Então, em grande estilo, surpreenderia a todos ao esclarecer que, quando falava de artistas, não me referia àqueles que estão sob os holofotes da fama pelo canto, a dramaturgia ou outra perícia qualquer. Referia-me aos verdadeiros profissionais: os políticos. Bingo! Após ter cativado e surpreendido o leitor com essa revelação inusitada, iria informá-lo das estratégias usadas pela mídia e pelo marketing político de homens como Guanaes, Mendonça e companhia, para transformar os políticos nos grandes artistas das eleições, deixando as companheiras de profissão Regina, Gabriela e Paloma Duarte e até o popstar Bon Jovi com inveja.

Querendo aprofundar na temática, faria explanação sobre como a espetacularização do horário eleitoral seduziu não somente os presidenciáveis, mas também os políticos de menor escalão. Eles, que não tinham condições de cobrir caríssimos cachês, viram-se obrigados a arriscar, assumindo a própria função dos artistas, atuando em frente às câmeras com considerável desenvoltura.

Meus leitores descobrirão que, com exceção daqueles que beiraram o ridículo, muitos desses políticos-artistas arrancaram milhares de votos das pessoas comuns. Graças à técnica da espetacularização, Enéas foi o deputado federal mais votado da história eleitoral brasileira. A barba e os óculos excêntricos, bem como a típica voz grosseira, foram artifícios dos mais eficazes para cativar o público, que via em Enéas a grande oportunidade.

Oportunidade de votar em alguém diferente, engraçado, autêntico, que aparece na TV e no rádio e que está na boca do povo. Em outras palavras: um artista. Então, acenderia a polêmica da errônea análise política do fenômeno Enéas. Argumentaria a favor da idéia de que não houve voto de protesto contra as (más) opções disponíveis. Houve, sim, o mais sincero voto da massa em alguém sob os holofotes da espetacularização.

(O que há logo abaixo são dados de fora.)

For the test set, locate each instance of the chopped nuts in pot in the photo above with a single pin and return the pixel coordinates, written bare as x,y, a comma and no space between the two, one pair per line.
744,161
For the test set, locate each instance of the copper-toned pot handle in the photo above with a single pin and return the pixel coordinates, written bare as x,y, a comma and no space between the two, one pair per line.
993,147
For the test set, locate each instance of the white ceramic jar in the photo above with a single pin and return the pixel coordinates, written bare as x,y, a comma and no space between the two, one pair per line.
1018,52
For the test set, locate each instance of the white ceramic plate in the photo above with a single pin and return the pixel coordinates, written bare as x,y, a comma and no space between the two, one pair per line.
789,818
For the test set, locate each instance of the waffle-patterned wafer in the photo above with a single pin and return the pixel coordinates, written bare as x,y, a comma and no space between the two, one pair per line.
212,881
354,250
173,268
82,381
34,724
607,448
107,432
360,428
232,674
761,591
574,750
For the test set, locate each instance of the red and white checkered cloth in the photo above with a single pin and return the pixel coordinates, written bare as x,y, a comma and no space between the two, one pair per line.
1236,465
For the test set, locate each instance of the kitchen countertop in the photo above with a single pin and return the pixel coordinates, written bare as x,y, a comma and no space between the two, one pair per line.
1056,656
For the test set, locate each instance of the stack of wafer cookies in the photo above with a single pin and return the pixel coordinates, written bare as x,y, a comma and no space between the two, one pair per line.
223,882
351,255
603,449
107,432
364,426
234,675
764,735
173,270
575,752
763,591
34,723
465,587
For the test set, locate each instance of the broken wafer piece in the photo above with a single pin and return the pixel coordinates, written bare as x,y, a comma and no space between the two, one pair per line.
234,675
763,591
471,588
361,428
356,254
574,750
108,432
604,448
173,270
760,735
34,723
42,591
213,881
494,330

Certamente, explicaria que o eleitor, sob os efeitos da espetacularização, escolheria o candidato-artista basicamente por dois motivos: pela credibilidade e seriedade transmitida, quando o eleitor se identifica com o candidato e lhe confere o direito de representá-lo com a sincera ilusão de que os problemas do país se resolverão; ou pela originalidade, cujos atributos excêntricos o aproximariam mais do sensacional ? adjetivo-chave para cativar os espectadores. Obviamente, citaria o exemplo de Seu Crêisson, afirmando que ele alcançaria o mesmo sucesso que o presidente do Prona se fosse um artista não-fictício.

Fim tragicômico

Outros políticos-artistas, na continuação da linha de raciocínio da obra, assumiriam uma postura mais discreta na adoção da espetacularização do horário eleitoral, sem, contudo, diminuir sua eficiência. Sorririam todo o tempo para a TV, se envolveriam forçadamente com a multidão em filmagens bem produzidas, exporiam a intimidade e transformariam experiências pessoais em dramas curta-metragem. O resultado: mais votos arrebatados. Outra vez citaria Eugênio Bucci, para abalizar o fim desse capítulo: "Os debates políticos se tornam melodramas sentimentais, e os temas públicos são tratados como assuntos da intimidade salpicados de namoros e intrigas pessoais."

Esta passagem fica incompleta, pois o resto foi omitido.